帯広ロータリークラブテーマ 行動姿勢は「知行合一」
2001-2年帯広RC会長 林 光繁

「知ることは行うことの始め、行うことは知ることの完成である=知行合一」。中国の思想家・王陽明の起こした「陽明学」の根本命題のひとつである。「第一に志、第二に冷静な情勢判断と的確な戦略戦術を立て、物事に対処せよ」ということである。

 2001-02年度帯広ロータリークラブの行動姿勢の根本にこの「知行合一」を掲げる。ロータリーの創設者ポール・ハリスは、1905年のスタート当初から「I Will」(私は、必ずやってのける)を、行動のバックボーンに据えていた。だからこそ、ロータリーはその精神、行動目標と合いまって、世界規模に拡大、人類に大貢献する組織体に成長していった。「I Will」のポール・ハリスの姿勢と東洋の哲学「知行合一」は、同一線上にあると、私は思う。

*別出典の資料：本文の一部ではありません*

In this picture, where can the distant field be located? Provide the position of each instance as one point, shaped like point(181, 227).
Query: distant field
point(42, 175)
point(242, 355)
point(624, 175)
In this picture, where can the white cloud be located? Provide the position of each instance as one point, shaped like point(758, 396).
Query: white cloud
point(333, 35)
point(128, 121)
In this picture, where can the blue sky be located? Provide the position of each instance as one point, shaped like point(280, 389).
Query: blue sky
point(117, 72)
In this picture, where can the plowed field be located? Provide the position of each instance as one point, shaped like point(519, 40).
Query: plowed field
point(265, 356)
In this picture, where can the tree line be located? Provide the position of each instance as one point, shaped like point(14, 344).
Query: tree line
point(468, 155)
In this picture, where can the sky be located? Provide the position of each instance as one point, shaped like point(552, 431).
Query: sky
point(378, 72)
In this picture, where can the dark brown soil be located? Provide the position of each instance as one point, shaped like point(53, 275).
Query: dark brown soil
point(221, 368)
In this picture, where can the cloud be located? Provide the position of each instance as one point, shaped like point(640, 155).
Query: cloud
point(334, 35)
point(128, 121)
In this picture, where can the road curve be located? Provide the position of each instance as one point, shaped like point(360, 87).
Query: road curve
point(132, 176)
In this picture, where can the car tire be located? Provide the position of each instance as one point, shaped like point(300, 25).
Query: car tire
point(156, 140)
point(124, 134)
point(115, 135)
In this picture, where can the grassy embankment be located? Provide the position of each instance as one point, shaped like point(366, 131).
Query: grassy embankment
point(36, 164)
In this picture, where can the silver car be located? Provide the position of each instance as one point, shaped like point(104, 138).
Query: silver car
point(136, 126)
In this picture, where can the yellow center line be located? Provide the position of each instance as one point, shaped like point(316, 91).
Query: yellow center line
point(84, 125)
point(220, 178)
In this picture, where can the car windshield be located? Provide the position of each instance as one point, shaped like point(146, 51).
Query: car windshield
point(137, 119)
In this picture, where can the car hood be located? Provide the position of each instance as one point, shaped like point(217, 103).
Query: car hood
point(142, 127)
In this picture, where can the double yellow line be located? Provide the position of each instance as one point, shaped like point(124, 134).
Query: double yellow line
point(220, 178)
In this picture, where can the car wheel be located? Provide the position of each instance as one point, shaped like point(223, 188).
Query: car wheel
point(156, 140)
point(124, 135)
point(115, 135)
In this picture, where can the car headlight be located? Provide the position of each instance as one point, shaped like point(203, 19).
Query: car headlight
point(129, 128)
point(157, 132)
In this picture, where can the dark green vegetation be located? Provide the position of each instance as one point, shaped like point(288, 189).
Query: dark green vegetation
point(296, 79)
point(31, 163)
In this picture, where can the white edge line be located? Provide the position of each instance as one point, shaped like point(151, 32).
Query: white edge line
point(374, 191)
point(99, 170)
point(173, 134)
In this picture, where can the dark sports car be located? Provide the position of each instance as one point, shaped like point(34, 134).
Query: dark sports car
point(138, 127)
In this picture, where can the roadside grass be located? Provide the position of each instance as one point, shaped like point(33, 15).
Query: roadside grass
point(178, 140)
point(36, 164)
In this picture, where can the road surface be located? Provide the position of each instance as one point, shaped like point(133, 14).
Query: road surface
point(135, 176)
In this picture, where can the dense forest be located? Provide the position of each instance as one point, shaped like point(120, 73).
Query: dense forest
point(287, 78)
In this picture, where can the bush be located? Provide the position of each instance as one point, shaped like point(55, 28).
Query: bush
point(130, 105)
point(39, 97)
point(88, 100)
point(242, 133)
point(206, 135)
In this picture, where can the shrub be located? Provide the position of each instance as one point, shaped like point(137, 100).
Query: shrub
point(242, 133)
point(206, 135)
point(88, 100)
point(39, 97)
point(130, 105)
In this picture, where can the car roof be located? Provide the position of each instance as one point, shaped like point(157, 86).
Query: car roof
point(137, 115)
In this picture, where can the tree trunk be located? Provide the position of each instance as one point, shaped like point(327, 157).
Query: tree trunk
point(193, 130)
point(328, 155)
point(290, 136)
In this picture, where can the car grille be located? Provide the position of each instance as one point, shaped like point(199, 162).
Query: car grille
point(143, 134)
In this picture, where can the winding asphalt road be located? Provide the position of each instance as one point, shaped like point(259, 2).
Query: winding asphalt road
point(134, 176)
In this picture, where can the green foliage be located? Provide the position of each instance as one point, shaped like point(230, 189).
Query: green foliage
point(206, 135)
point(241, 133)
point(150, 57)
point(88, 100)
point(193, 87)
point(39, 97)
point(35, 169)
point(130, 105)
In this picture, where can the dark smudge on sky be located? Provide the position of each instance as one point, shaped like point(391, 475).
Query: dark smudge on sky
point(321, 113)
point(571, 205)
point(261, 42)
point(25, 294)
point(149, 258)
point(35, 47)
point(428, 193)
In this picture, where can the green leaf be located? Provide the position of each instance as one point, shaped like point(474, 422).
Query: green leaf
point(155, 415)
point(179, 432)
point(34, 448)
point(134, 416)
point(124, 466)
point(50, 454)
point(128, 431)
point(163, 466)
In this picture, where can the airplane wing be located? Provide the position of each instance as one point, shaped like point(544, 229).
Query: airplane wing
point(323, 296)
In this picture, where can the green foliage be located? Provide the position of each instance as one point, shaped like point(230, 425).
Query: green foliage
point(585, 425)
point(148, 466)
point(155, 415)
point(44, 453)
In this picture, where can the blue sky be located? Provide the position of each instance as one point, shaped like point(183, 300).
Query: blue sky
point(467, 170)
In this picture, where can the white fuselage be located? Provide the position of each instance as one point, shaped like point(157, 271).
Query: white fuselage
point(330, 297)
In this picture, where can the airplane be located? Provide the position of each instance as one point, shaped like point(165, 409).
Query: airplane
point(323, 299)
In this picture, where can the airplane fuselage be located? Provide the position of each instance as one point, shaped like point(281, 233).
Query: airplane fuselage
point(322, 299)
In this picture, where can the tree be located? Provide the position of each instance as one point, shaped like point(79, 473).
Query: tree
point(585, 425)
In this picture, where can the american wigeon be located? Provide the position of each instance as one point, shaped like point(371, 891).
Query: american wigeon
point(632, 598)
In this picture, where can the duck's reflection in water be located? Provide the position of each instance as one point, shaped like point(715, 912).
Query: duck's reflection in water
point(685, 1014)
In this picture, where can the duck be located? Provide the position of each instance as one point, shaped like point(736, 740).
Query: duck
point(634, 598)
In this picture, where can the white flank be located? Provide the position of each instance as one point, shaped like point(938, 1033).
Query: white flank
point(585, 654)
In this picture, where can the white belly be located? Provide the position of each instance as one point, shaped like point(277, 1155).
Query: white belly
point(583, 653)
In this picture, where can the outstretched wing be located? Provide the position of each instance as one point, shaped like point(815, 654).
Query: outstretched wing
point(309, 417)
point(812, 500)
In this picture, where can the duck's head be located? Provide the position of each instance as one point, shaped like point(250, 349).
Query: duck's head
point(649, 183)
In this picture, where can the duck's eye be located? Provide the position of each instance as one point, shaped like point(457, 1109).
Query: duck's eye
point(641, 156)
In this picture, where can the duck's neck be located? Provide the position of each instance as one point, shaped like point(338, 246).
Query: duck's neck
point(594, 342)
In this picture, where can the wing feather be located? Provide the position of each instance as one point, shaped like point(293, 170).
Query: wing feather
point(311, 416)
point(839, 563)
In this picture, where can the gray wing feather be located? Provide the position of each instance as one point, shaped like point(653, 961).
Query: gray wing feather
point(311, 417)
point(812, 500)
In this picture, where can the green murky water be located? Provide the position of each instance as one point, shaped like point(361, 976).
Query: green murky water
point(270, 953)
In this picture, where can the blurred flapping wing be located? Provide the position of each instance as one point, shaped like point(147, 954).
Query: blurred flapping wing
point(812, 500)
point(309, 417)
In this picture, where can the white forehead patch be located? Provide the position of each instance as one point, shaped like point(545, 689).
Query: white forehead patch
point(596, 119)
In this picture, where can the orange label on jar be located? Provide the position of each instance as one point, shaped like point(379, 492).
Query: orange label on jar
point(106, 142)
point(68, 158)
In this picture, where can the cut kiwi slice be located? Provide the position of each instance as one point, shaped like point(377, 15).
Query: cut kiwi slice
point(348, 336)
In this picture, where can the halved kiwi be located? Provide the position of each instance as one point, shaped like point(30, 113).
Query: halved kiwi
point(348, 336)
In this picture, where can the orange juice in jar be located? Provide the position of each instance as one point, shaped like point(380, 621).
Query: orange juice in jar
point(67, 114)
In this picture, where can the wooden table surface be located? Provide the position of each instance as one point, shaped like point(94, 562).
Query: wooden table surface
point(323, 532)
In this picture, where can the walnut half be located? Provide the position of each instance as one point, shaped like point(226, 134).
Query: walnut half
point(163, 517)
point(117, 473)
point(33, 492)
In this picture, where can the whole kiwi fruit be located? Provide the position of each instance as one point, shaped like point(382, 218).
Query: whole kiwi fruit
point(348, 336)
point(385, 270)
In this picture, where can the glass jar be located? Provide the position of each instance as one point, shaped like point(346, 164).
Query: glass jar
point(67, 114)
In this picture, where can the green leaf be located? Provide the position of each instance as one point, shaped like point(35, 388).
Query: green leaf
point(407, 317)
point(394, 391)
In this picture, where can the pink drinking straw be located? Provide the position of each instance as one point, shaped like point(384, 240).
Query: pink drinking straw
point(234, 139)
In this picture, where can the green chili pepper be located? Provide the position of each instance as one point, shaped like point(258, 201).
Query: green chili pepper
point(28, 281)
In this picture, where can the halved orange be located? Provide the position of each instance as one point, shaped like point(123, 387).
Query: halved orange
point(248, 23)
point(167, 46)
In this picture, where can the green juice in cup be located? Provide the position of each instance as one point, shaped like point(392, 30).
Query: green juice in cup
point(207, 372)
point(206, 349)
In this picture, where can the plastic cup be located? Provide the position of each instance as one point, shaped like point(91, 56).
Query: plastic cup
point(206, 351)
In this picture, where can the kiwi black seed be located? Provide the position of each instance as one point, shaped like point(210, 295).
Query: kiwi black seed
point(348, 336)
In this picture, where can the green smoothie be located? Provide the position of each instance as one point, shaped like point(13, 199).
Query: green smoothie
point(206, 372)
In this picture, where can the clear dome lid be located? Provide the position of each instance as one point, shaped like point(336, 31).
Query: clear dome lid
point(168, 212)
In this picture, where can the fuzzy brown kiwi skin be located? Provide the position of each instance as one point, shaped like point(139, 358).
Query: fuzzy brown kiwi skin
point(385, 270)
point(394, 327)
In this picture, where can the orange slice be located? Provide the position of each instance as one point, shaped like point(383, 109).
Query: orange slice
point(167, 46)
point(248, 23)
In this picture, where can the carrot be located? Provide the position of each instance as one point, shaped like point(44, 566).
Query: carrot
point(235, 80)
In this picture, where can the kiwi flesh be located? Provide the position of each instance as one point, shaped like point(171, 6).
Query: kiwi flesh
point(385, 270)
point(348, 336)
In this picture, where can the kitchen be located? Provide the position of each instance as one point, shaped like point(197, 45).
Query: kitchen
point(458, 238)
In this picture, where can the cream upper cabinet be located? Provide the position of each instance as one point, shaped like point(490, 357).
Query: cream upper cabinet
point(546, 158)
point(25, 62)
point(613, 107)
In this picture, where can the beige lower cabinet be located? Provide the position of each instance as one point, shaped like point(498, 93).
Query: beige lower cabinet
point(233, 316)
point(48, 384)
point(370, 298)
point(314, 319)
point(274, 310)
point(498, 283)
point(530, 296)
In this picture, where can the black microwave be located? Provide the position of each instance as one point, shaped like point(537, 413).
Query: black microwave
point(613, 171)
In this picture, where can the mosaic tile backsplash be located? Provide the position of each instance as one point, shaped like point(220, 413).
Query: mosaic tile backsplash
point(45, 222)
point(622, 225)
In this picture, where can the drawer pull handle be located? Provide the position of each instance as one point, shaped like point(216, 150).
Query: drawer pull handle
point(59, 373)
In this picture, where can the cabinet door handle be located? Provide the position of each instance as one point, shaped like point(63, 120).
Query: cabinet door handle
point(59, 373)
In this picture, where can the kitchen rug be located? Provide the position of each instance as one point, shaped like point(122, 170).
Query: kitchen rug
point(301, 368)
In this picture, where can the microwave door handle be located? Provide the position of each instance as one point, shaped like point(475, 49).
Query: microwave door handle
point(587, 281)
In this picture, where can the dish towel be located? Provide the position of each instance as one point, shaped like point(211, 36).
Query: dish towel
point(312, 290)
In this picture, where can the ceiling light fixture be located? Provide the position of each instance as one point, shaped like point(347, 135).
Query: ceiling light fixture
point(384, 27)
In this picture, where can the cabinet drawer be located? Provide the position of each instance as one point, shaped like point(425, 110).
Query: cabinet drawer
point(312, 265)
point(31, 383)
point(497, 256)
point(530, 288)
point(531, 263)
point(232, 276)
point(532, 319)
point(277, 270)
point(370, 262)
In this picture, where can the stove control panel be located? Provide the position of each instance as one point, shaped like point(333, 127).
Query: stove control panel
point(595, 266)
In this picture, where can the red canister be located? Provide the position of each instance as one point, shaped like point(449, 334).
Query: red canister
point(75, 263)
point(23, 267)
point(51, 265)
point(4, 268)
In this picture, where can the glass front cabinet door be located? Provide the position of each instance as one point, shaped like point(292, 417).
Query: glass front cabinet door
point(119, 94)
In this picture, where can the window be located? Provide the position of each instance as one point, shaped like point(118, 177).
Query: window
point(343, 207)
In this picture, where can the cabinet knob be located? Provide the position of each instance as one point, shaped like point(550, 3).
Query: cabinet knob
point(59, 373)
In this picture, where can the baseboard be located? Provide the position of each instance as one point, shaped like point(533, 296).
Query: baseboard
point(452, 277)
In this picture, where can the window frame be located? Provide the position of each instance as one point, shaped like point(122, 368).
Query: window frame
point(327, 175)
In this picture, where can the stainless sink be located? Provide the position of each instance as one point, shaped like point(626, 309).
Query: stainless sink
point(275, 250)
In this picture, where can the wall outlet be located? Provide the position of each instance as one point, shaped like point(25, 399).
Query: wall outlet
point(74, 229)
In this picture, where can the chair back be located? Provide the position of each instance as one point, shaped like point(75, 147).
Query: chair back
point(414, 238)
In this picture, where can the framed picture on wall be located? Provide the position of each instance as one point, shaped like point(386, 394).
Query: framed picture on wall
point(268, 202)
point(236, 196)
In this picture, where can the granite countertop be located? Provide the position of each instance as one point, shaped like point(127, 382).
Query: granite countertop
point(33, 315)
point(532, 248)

 21世紀は、20世紀末にはじまった情報革命の大きなうねりの中で、価値観の変化を強いられながらの船出となった。このような時代には、鈴木樹会長が掲げた論語でいう「温故知新」(古きをたずねて、新しきを知ることは、指導者の役割)の目標は、非常に当を得ている。私は、これを継承しつつ、さらに行動を起こすことに重きを置き、「知行合一」を帯広ロータリークラブの行動指針としていく。

 北海道は、1869年(明治2年)開拓使の設置から、十勝・帯広は、1883年(明治16年)依田勉三の入植から近代史を歩み始めた。約130年の歴史を経て、今、北海道は真の自立を求められている。理由は ・北海道拓殖銀行の崩壊 ・北海道開発庁の国土交通省への統合 ・北海道東北開発公庫の日本政策投資銀行への併合―に見られるように、政府が、北海道への優遇施策の中核を引き揚げていることに表れている。根幹にあるのは、世界的潮流だ。冷戦構造が崩壊、ソ連の恐威がほとんどなくなり、開拓使以来の北辺防衛の拠点の位置付けが薄らいだからだ。さらに、資源供給基地としての北海道の地位も、国家間のボーダレス化、貿易の自由化の中で大幅に低下している。国家に貢献していたため、優遇されていたポジションが消えつつあるのだ。

 モラトリアム(猶予期間)は、終わった。十勝は自立しなければならない。

 北海道開発庁、北海道庁、各自治体、大学、民間―等各機関の努力で、基本インフラは高速道路、高規格道路、帯広空港の国際化等を除き、高レベルでほぼでき上がった。農地もマチも―。あとは、この風土(広い肥沃な大地、きれいな水、晴天率日本一の気候、日高、大雪を背景とする美しい景観・・・)を持つ十勝という“場”を、いかに利用して新しい独自の文化を確立し、観光等の新しい産業を興すかがキーワードであろう。その芽生えは、既にあちこちに出始めている。ナチュラルチーズの十勝の生産量は、全国の62%に達する。この10年間で、一気にここまで伸びてきた動きである。味も世界的レベルにあることが、証明されつつある。創意工夫、熱意があればやれる証拠である。

 専門職業人として道徳的水準を高め、社会に奉仕することが、ロータリーの目標である。自己研鑽と社会改良である。「ノーブレス・オブリージュ」(高貴なるものは、その社会的責任を果たすべき)という英国の持つ紳士道に通じるものがある。帯広ロータリークラブのメンバーは、21世紀の冒頭に立った今、「自らを陶冶し、十勝のため立ち上がろう」。

RIの方針+地域の独自性を

 リチャード・キング次年度RI会長は、「人類が私達の仕事」という、スケールの大きなテーマを掲げた。そして「貧困、疾病、無知、天災で生活を脅かされている人々に援助の手をさしのべよう。そのために、ロータリーを拡大強化しよう」という目標をメンバーに訴えている。これを受けて副島正道第2500地区ガバナーエレクトは (1)会員増強と退会防止 (2)教育研修の充実 (3)地域社会への奉仕 (4)ロータリー財団への貢献 (5)米山記念奨学会への協力―を目標にし、協力を呼び掛けている。

 帯広ロータリーもこれらの意向を受け、活動を展開していく。ただ、帯広ロータリーには、1935年に全国16番目に誕生した66年の歴史がある。十勝という特長のある場もある。当然、地域独自の文化を背景にした事業を展開していきたい。

 クラブ運営、事業展開をする上で、メンバー間のコミュニケーション、意志の疎通はもっとも大切だ。従来は、会合、懇親会等の他にコミュニケーション・ツールとして電話、FAX、広報誌等を使ってきた。当年度からインターネットも使っていく。即ち、帯広ロータリークラブのホームページを作り、私もホームページを通し、随時、ロータリーの情報、私の考えを流していく。各委員会も連絡事項、事業のPRに使ってもらいたい。既存の媒体を補完するものとして登場させるので、メンバーの皆さんも是非アクセスして、インターネットに親しんでいただきたい。